§ Mr. Webb
To ask the Secretary of State for Health what assessment he has made of the costs of(a) elective acute activity and (b) non-elective acute activity at North Bristol NHS Trust; how these compare with the tariff payments that he proposes to make for such services; what the effect 1024W on the money available to North Bristol NHS Trust would be if the payment by results policy was implemented immediately; and if he will make a statement on his plans for transition to the new arrangements. 
§ Mr. Hutton
[holding answer 27 April 2004]: The Department annually collects retrospective cost and activity data from all English national health service trusts, including collections of elective in-patient, non-elective in patient, and day case activity. The national tariff for 2004–05 includes some 550 or so healthcare resource groups (HRGs) covering activity in these categories. HRGs are groups of procedures and treatments that are clinically similar and involve similar use of resources.
Though the tariff is based on national average reported costs (Reference Costs), it is not meaningful to make direct comparisons between the two because of the prospective nature of the tariff. For example, the latest reference costs refer to 2002–03, and the tariff to 2005–06. However a realistic guide to the relative cost efficiency of a NHS Trust is given by the National Reference Cost Index (RCI). The RCI gives a single figure for each NHS trust which compares the actual cost of its activity with the same activity at national average cost. The 2002–03 RCI score for North Bristol NHS Trust indicates that across the board its activity costs are 26 per cent. above the national average. This reflects the significant extra unplanned expenditure incurred by the trust in that year.

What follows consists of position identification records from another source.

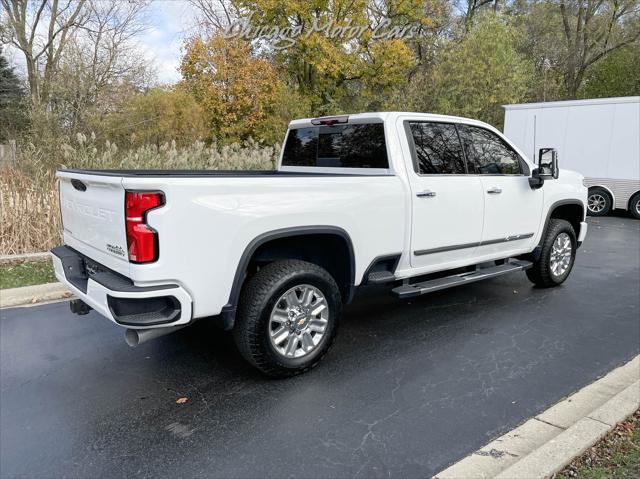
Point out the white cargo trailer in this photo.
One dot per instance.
(599, 138)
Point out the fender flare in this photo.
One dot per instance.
(536, 251)
(228, 312)
(608, 190)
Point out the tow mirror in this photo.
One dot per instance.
(547, 168)
(548, 163)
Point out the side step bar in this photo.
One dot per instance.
(416, 289)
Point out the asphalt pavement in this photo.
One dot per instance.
(409, 387)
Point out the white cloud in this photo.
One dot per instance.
(169, 23)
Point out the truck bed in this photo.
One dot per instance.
(202, 173)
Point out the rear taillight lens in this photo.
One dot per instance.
(142, 239)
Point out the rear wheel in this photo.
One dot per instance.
(287, 317)
(634, 206)
(557, 256)
(599, 202)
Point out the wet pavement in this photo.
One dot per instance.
(409, 387)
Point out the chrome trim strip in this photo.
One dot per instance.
(443, 249)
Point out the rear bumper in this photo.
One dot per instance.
(116, 297)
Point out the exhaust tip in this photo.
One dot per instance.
(131, 337)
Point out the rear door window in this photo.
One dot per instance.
(437, 149)
(337, 146)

Payment by results began in a small way in 2003–04, is extended in 2004–05, and becomes fully operational in 2005–06. There will be a further three-year transition period to full impact of the new system until 2008, during which the effect of the tariff will be phased to allow trusts to adjust local costs so as to be able to live within the tariff.
We anticipate there may be some NHS trusts that will not be able to reduce costs to the extent necessary. The numbers in this position are likely to be very few as new and better costing and HRG definitions are introduced, and when the system has been fine-tuned to take account of exceptionally expensive patients not well covered by the tariff. We also recognise that where organisations are recovering an accumulated deficit, recovery plans will need to be revisited in the light of transition.
Latest thinking on how these and a number of other operational issues might be resolved in practice is described in the Department's formal response to the latest round of consultation on payment by results, which will be published shortly. Final guidance will be issued later this year in time to inform the normal planning and contracting processes for 2005–06.